Nous vivons une ère de surconsommation et de gaspillage, du moins cela à commencer dans certains pays, et si l’on devait compter le temps que devrait prendre l’élevage, les semailles, l’arrosage, la préparation de tout ce que nous sommes capables de manger, nous n’aurions plus une minute à nous ! Cette surdose industrielle nous gave de calories que l’on ne peut plus désormais perdre qu’à travers des activités rémunérées ou non, artificielles et répétitives.
L’alternative reste à réinventer, car le piège est refermé tout comme la poussée démographique ne permet plus de réduire la production, de ressources animales ou végétales.
Le fragile équilibre de l’espoir
Loin de vivre dans un monde parfait, il est pourtant dans nos propres intérêts de concilier nos besoins vitaux avec l’équilibre partiel et naturel qui fait de nous ce que nous sommes, des animaux primates évoluant dans une brume qui flotte sur la croûte d’une patate chaude en orbite autour de sa bouilloire.

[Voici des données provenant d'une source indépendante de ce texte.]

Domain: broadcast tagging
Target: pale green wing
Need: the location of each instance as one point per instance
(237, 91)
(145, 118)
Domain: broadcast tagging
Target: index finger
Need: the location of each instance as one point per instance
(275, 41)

Nos ennemis sont nombreux et pas toujours nettement identifiés, cholestérol, sucre, calories, antibiotiques, pesticides, radioactivité, etc.
C’est toujours le principe de l’équilibre, en quantité raisonnable c’est indispensable voir vital, au-delà d’un seuil, ça devient mortel.

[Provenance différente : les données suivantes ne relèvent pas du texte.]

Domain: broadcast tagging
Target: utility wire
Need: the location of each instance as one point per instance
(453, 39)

Malgré tout nous avons les capacités de réfléchir et de trouver des solutions, même s’il sera difficile de réduire drastiquement la consommation de viande et sachant que se nourrir exclusivement de végétaux n’est qu’un pis aller, spécisme par rapport à la richesse du règne du vivant. Il est tout de même sain de ne pas ignorer nos répulsions à priver de vie des organismes complexes avec lesquels nous partageons un patrimoine génétique.
Mais sur ce point nous resterons pour longtemps des prédateurs rêvant d’affranchir le monde de toute souffrance, nous serons toujours les hôtes d’équilibres rompus où nos vies ne sont possibles que par nos morts.
L’essentiel est que notre espèce ne se détruise pas elle-même, par gâchis.